Tuesday, January 29, 2008

Blood and Guts

Today is my dad's birthday!!! As a celebration we went to the movies- being his birthday and all, us girls decided that it would be okay to see Rambo (Im a fan of Rocky- Rambocouldn't be too bad- plus I think Sly is some what attractive). my brother and sis- in-law met us at the theater, and $50 dollars later we were ready to roll. The movie starts with footage of a civil war in Burma... the images shown are so disturbing that I put my popcorn down. After the death of 100's of people- one being an infant thrown into a burning building- I left. I took my 12 year old sister by the hand and told my mom to call us when the movie was over.

I normally like movies- in general- I mean like my music taste I am all over the place. I like Rad and Young Guns, west Side Story and Boyz In Da Hood. But Rambo wasn't for me- at all. My mom swears that the older Rambo's arnt as bad and honestly I don't remember them. But the 30 minutes that I sat through this one will haunt me forever. I don't know if its just me lately but I have found myself giving up on a few movies recently, and it took me untill tonight to figure out wha it was- I'm scared.

I will watch any scary movie about monsters, ghosts or even animals- but when it comes to scary people... Im done. I can't understand why exactly why some people are simply evil. to want to hurt somebody, to get joy from it, to love it and long for it... it drives me nuts. I was watching Hostile 2 and Saw 2 (or 3 who cares) and I was mortified at what one human was doing to another human... like yikes dude lay off!!! and in Hostile people were paying huge sums of money in order to torture girls and kill them- for fun!!! Are you serious!!! They even had a fraking club with tatoos!!! How freaky can you get.

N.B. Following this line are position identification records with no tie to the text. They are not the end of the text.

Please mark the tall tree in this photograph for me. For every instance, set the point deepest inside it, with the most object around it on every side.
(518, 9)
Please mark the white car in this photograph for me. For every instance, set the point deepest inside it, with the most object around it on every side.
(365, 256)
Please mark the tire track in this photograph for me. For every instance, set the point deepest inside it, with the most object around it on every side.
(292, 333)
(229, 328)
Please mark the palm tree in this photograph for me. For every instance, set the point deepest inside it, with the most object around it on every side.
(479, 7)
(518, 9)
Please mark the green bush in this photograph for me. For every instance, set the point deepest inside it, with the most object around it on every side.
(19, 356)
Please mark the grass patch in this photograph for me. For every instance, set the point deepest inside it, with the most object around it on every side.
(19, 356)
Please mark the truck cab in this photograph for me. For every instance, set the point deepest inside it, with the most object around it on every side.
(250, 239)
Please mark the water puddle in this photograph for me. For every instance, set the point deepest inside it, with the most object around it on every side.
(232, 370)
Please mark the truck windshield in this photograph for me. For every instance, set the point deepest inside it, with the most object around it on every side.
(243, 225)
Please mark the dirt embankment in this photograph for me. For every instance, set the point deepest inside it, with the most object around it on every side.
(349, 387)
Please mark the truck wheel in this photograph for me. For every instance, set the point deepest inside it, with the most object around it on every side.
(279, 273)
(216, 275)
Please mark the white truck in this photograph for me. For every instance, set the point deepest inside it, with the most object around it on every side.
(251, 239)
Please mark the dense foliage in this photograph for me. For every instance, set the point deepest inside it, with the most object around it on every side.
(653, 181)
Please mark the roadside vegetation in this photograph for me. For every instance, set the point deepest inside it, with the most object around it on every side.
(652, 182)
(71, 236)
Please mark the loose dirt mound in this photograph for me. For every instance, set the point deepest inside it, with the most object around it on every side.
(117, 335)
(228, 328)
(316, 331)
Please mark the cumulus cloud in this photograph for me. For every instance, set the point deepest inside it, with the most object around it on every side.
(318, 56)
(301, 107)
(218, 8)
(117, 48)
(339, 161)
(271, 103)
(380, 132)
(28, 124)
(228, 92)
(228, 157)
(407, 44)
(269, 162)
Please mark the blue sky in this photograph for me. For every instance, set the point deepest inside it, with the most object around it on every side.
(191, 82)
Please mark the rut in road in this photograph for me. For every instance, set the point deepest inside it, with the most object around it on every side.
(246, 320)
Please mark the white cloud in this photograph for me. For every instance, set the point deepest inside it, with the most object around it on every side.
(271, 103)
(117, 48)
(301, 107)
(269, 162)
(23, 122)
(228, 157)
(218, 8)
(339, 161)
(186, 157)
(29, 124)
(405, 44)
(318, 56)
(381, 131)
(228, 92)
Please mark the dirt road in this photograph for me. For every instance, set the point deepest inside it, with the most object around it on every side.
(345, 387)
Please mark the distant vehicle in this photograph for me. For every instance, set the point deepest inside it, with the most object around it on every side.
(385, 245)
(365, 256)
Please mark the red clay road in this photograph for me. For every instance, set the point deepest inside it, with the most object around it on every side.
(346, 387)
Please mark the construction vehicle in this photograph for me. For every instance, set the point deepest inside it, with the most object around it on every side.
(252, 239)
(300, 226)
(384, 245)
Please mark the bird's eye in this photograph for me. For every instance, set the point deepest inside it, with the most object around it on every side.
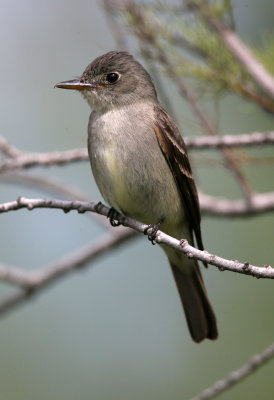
(112, 77)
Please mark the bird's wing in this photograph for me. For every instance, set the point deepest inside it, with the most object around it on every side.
(173, 147)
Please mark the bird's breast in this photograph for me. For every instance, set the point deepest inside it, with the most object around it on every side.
(129, 167)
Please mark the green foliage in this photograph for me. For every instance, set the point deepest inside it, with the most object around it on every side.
(195, 51)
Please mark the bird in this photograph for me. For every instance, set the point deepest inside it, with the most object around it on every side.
(140, 164)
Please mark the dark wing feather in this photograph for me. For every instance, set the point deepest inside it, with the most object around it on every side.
(174, 150)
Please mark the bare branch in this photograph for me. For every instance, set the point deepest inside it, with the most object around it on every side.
(240, 51)
(27, 160)
(218, 206)
(146, 33)
(33, 281)
(190, 251)
(248, 139)
(237, 376)
(8, 149)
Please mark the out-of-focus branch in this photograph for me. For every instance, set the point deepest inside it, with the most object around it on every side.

tell me what you think guys cuz I wanna know... these people are real people! They walk the same ground you do they could even be following you and heck they maay even read this blog...
~Nicole

Thursday, January 3, 2008

God is Good

A lot has happened over the last few weeks since I’ve written. I failed my math class, again, but managed a 3.0 through the rest of the semester with only 1 B and that was in History. I got a 100% in my Child development class- like the whole class meaning I was perfect in everything I said and did… and as good as all of this is, I still can’t be enrolled in the math 10 class for next semester since I haven’t passed this one yet. I have decided that I’m Not going to tell my mom about my grade and I’m just going to handle it myself… for selfish reasons of course not maturity and independence. Now I need to retake the placement tests and place into math 10, I feel confident doing it… I just hope that it all goes my way. The other thing that Im writing about is the yahoo DSL that is arriving at my house tomorrow. Last time we did this it didn’t work too well, or at all. In my moments of peace and despair I prayed to God, I asked God to please help me to pass this test and handle it well, and to please let the DSL project run smoothly. And not that im a disbeliver, but I do like any reassurance I can get so I opened my bible and said God. Please give me some guidance and a sign here. And you know what the first verse I saw said? “ I prayed for this child, and the Lord has granted me what I asked of him” (1Samuel 1:27). GOD is GOOD!!!